Normally, vacations are suppose to be fun and exciting, full of laughter and hilarity and smiles and adventure and awesomeness. Normally, one does not liken a vacation to the barracks or a war in some tropical wasteland while one is waylaid by vicious guerilla fighters. Normally, vacations are suppose to have a calming and satisfying effect…like one has woken from a pleasant slumber with a very pleasant dream. Normally, normally, normally.
This vacation has been far from normal. As I am typing my “adventures” on a day to day basis [Spain has free Internet. France does not] it feels like I’m doctumenting my last moments in a war or something or writing my dying momentos while I’m bleeding to death on a battlefield.
It feels more exciting or at least suspenseful if I write about my vacation when I get home, and I shall keep to that promise; however, this injustice shall no longer be ignored!
It rained in Barcelona today. Apparently, July’s and August’s in Barcelona are exceedingly hot, and if we were here a week earlier, it would have been a scorching desert. Remember about that one blog I wrote about about Thanh and I running in the rain and how we got wet? Well, consider that the Mojava…Mojavo…mojave…Desert- whatever. The rain was pounding, pouring. Our clothes were incredibly wet, and my uncle made us tour Barcelona because we HAD to, because we were going to leave, and what was a vacation without touring such a wonderful and vibrant city? Walking, slipping, and almost tripping from the rain, winding around twisted corners and getting lost, trying to listen to inscrutable instructions from the locals with a stupidly lost look on our faces. The best part of the entire trip was going to the beach, which was amazingly clean.
For lunch, we ate at this kebab place. Dude, if looks could kill or at least if poisoning people were legal, we’d be massacred in Texas Chainsaw Massacre style. They either hated foreigners because they get a lot of inconsiderate ones, or they just hated us. Eh, whatever.

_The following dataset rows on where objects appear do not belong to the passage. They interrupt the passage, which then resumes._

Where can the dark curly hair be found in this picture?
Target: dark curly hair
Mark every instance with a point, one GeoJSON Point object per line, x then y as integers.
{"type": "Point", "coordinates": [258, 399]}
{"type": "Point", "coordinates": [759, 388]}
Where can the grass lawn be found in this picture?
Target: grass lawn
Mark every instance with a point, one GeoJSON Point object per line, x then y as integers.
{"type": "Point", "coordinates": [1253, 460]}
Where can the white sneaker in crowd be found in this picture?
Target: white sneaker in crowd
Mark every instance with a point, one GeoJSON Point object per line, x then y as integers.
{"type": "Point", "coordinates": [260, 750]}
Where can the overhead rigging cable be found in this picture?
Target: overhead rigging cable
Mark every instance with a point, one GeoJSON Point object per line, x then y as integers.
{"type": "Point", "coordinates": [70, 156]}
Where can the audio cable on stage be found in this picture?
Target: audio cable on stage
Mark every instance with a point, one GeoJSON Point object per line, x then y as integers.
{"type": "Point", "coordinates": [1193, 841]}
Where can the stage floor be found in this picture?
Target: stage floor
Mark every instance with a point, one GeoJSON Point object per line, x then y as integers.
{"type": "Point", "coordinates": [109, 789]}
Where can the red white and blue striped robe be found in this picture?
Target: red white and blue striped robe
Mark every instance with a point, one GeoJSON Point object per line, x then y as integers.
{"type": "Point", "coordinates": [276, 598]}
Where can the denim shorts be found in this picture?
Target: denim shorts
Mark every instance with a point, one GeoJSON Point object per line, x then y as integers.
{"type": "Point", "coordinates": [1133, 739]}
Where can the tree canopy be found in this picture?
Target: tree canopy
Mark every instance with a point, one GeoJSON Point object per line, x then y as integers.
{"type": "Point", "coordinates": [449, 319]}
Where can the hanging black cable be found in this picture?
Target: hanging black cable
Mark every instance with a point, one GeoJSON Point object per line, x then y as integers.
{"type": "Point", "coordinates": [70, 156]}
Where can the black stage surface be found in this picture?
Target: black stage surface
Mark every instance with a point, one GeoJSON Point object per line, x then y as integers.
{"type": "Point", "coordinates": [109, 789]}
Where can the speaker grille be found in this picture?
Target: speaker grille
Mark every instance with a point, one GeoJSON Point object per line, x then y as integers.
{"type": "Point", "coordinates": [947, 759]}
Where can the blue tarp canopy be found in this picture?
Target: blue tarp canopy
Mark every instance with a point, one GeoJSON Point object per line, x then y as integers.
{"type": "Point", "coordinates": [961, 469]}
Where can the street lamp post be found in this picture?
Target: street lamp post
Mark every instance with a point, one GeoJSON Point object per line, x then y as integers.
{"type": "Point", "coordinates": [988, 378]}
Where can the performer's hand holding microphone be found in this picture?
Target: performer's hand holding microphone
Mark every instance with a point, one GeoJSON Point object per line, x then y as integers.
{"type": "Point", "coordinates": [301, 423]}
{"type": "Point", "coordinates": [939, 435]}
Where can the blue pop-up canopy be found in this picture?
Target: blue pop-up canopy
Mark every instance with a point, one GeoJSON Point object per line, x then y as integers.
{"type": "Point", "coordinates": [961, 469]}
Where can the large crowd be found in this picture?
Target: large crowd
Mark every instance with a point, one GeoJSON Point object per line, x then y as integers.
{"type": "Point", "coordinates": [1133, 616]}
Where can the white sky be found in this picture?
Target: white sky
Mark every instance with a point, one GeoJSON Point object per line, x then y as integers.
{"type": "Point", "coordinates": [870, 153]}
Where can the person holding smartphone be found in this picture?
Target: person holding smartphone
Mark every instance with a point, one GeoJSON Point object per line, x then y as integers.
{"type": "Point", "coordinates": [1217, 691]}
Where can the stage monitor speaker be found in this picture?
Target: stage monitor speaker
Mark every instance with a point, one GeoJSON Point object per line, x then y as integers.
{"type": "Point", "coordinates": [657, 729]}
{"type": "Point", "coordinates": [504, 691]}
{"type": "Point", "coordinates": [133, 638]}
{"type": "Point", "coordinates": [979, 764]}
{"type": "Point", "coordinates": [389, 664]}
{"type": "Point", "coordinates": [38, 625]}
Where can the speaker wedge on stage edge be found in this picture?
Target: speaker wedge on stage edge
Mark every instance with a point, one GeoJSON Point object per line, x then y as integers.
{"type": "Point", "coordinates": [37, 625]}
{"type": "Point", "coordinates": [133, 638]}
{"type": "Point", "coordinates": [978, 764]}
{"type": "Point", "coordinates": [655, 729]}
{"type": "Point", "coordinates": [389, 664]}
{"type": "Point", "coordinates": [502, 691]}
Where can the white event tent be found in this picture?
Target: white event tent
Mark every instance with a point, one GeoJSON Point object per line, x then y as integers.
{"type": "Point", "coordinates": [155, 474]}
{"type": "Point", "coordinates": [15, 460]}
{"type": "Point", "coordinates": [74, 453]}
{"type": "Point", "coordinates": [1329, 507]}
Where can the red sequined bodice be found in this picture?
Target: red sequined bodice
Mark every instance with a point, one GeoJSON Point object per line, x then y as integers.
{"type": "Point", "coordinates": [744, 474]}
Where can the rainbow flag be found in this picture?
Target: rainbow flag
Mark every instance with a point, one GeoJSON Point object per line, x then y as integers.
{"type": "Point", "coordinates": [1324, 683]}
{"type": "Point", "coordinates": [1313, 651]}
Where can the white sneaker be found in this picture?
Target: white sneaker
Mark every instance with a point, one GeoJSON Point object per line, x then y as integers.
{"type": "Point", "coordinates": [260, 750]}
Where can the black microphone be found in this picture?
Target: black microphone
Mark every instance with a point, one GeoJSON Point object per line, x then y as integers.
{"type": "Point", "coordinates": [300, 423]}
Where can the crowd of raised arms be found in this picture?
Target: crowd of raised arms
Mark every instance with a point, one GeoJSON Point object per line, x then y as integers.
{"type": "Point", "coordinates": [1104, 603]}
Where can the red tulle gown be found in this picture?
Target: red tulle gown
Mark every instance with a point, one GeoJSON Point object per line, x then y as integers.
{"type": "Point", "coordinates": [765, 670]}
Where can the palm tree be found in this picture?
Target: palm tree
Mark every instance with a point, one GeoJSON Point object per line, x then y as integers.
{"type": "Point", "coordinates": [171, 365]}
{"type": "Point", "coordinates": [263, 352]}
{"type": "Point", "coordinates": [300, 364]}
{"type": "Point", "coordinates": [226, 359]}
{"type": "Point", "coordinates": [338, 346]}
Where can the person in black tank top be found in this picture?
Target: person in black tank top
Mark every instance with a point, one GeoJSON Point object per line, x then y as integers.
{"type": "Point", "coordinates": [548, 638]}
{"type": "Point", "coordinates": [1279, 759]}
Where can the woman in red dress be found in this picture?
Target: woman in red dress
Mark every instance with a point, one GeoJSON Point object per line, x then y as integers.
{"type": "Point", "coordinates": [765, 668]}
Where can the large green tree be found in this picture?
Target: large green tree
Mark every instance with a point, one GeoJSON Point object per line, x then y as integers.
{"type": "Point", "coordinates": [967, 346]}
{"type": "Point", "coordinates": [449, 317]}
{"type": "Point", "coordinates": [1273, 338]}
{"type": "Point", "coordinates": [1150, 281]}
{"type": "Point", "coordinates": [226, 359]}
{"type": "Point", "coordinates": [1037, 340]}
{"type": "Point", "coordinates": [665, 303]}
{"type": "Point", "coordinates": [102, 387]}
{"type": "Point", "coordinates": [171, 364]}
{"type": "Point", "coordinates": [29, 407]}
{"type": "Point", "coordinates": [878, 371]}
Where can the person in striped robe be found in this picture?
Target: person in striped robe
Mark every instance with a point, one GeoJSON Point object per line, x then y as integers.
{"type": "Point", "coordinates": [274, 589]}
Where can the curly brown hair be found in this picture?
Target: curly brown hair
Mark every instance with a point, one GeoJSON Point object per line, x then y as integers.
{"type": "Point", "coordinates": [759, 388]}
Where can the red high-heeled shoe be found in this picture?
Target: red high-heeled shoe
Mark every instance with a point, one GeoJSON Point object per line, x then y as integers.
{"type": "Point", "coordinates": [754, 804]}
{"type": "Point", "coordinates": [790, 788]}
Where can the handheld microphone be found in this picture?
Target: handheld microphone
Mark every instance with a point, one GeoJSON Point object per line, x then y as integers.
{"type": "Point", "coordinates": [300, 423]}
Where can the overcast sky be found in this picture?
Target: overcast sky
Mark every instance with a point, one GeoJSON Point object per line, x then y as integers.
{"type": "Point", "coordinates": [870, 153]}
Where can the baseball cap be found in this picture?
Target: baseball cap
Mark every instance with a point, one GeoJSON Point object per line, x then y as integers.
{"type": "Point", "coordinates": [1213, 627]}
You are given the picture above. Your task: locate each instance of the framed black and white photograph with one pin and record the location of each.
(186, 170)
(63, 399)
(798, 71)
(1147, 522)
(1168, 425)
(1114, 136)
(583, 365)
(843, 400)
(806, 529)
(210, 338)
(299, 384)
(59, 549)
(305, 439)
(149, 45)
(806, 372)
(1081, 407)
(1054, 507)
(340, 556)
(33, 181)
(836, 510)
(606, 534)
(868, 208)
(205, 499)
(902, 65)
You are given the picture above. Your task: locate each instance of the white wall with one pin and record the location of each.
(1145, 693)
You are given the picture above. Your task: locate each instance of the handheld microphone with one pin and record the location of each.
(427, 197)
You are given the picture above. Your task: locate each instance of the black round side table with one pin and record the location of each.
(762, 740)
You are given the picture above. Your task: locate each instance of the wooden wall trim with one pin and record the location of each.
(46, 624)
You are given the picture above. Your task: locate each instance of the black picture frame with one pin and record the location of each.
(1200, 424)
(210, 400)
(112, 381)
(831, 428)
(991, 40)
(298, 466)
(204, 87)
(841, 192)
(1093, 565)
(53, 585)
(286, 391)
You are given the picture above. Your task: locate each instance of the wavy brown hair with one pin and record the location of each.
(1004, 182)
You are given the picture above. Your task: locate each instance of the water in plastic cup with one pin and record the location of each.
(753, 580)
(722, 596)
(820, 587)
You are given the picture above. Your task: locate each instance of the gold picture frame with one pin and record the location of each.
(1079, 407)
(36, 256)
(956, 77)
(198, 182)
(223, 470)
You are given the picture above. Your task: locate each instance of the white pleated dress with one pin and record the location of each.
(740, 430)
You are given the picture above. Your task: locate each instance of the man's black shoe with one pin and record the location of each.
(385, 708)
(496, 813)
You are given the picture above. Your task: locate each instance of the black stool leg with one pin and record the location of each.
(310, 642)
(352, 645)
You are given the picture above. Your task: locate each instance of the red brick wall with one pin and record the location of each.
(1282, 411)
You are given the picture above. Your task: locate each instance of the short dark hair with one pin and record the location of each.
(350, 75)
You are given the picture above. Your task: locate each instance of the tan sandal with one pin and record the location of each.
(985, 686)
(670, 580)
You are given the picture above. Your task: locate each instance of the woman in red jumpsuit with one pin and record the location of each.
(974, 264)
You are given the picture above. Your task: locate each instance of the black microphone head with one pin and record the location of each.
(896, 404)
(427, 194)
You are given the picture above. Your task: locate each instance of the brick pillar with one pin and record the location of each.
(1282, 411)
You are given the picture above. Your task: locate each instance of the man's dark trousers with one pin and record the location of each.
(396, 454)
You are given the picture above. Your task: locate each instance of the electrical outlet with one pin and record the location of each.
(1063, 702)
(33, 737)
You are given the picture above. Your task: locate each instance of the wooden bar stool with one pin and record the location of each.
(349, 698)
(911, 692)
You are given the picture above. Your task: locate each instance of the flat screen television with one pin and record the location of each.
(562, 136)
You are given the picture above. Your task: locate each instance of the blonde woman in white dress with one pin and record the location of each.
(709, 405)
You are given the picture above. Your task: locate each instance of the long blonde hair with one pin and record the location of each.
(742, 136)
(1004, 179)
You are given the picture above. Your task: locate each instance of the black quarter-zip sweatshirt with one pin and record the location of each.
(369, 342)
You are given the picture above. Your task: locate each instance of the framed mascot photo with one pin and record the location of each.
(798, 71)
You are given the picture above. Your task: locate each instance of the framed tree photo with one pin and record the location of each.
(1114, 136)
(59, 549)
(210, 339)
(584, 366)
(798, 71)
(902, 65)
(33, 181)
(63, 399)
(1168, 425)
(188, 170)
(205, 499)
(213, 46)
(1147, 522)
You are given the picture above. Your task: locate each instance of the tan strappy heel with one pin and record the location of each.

Then we went home and slept and that was almost the end of the day, but then I forgot some important details that my dear brother and cousins reminded me of.
The taxi driver. Ah, taxi drivers. The stereotypical New Yorker with the Brooklyn accent and whatever-screw-you attitude. Huh, either the stereotype is wrong, or my taxi driver was exceptionally cool. He’s from Spain/barcelona, lived in London and in the East coast of the United States. Cool accent, really nice, and gave us a pretty foreboding heads-up for the rest of the trip. Hey, Barcelona is chaotic, right? Serpentine streets and confuzzling streetsigns and streetlights that make you wonder if you’re Alice in Wonderland. According to him, Barcelona is chaotic. Rome is 5 chaotics…traffic’s there so terrifying that you need to defy grammar to describe how horrific it is. I’m scared, and am mentally in the fetal position sucking my thumb.
Oh right. thanks chi Nghi for telling me about the Berkeley thing. I don’t want to be in the yearbook, so yeah.
Email me if you want to talk privately.
Okay, catch you guys later, either sometime in summer or a couple years later in hell/heaven.
Goodbye.
My brother is cute/cool.
Frownyface cousin is also cool but likes to wear underwear on her head…and is evil.
And Martin is well and perveted as always. Plus he still plays hecka games. mass effect. ftw.